Fletcher, Miami East schools and Miami County all suffered a huge loss this week with the passing of Wayne Hardman.
To me, Wayne wasn’t just a photographer for newspaper — he was everything a local sports journalist should be.
And while he may have only done it on part time basis, Wayne touched far more lives than most of us doing it full time ever will.
I first met Wayne when I was working as a stringer for Sports Editor John Barton — my predecessor — at the Piqua Daily Call.
We were going to a cross country meet near Covington and met at the Call building to go to the meet.
The first thing Wayne told me was — if you are an Ohio State fan you can get in my truck, but if you are a Michigan fan, you will have to drive yourself.

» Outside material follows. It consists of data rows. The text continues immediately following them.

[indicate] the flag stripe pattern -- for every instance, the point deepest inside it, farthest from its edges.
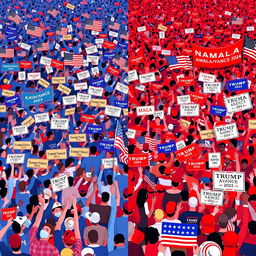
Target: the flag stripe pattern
(179, 62)
(75, 60)
(179, 234)
(121, 143)
(250, 47)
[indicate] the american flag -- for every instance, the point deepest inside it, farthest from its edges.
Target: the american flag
(250, 47)
(34, 31)
(124, 35)
(121, 143)
(14, 17)
(237, 21)
(151, 179)
(151, 142)
(118, 60)
(42, 47)
(179, 62)
(114, 25)
(6, 53)
(179, 234)
(75, 60)
(95, 25)
(53, 12)
(61, 31)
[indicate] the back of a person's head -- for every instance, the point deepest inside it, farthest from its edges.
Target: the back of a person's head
(93, 236)
(119, 239)
(223, 220)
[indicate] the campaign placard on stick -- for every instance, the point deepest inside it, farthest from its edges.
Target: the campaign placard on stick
(229, 181)
(210, 197)
(238, 103)
(226, 132)
(59, 183)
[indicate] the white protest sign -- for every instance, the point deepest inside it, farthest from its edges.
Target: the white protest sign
(83, 75)
(15, 158)
(212, 88)
(109, 163)
(113, 111)
(189, 110)
(82, 97)
(59, 183)
(131, 133)
(210, 197)
(39, 118)
(214, 160)
(238, 103)
(183, 99)
(132, 75)
(208, 78)
(145, 110)
(122, 88)
(96, 91)
(69, 100)
(146, 78)
(59, 123)
(226, 132)
(91, 49)
(19, 130)
(80, 86)
(229, 181)
(34, 76)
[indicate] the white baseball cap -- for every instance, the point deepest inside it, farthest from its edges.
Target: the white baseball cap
(93, 217)
(87, 251)
(210, 248)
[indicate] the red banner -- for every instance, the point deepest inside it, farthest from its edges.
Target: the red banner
(187, 152)
(57, 64)
(8, 213)
(218, 57)
(87, 119)
(195, 165)
(25, 64)
(136, 160)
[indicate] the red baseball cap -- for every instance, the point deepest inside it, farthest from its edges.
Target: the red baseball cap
(15, 241)
(69, 237)
(170, 207)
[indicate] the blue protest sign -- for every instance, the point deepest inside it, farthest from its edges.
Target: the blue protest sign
(10, 67)
(237, 85)
(121, 104)
(98, 82)
(91, 129)
(30, 99)
(218, 110)
(167, 147)
(14, 100)
(106, 146)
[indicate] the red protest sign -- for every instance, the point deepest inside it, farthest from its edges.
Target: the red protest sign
(113, 71)
(186, 81)
(217, 57)
(108, 45)
(8, 213)
(136, 160)
(187, 152)
(57, 64)
(25, 64)
(87, 118)
(195, 165)
(197, 98)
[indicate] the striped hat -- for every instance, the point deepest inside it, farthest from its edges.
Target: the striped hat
(210, 248)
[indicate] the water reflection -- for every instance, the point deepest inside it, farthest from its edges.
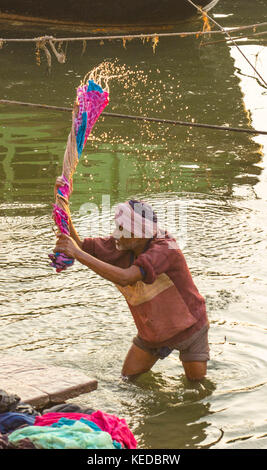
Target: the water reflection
(79, 320)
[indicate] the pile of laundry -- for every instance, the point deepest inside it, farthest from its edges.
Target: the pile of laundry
(65, 426)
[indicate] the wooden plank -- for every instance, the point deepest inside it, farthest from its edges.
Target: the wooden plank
(41, 385)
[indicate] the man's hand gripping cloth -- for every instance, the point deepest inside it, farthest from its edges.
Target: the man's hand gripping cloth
(91, 101)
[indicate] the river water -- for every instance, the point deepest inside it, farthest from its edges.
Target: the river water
(218, 178)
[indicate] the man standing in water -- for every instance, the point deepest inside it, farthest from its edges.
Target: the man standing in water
(150, 270)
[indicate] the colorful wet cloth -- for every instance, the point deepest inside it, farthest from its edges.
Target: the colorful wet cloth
(91, 101)
(22, 444)
(116, 427)
(76, 435)
(8, 401)
(12, 420)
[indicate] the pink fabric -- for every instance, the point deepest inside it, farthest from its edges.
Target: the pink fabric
(115, 426)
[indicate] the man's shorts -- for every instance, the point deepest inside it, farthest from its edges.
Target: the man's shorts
(195, 348)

Well, I certainly wasn’t going to tell him I wasn’t a Buckeye fan.
The only thing Wayne may have loved more than Ohio State football was shooting his beloved Miami East Vikings — or Piqua volleyball when his granddaughters Emmalee and Abby played for the Lady Indians.
Throughout his life — whether it was taking photos or helping the community out in any way possible — Wayne made everyone around him’s life better for knowing him.
Even after taking a terrible fall on a trip to the Middle East shortly after I met him — a fall that would have killed most — he not only recovered, but worked for the paper for another 15-plus years.
I think you would be hard pressed to find someone in Fletcher or who attended Miami East schools whose life wasn’t touched — and made better — by Wayne.
My favorite story about Wayne happened one night after he had rode with me to an event.
When we returned, I went in to immediately start writing my story.
Wayne had some camera equipment to get out of my car, so I gave him my keys.
It wasn’t until 3 a.m. — when I went to go home as John Barton and I were wrapping up for the night that I realized I had never gotten my keys back from Wayne — who had left hours ago.
As much as I hated to, I made the call to Wayne’s house in Fletcher and asked him if he had my keys.
After waking him up, he realized he had them — and while I told him John and I were coming over to pick them up, he had already put the phone down — wanting to get me the keys as quickly as possible.
You can probably imagine what happened from there.
When John and I arrived at Wayne’s house, his truck was gone and nobody answered the door.
That’s when John said, “Did we pass him on the way over?”
So, we headed back to Piqua Daily Call — and there was Wayne wandering around the building looking for us.
We all got a chuckle out of that one.
Wayne was definitely one of a kind — and will never be forgotten.
And I — like everyone else who crossed his path — am better for having been lucky enough to know him.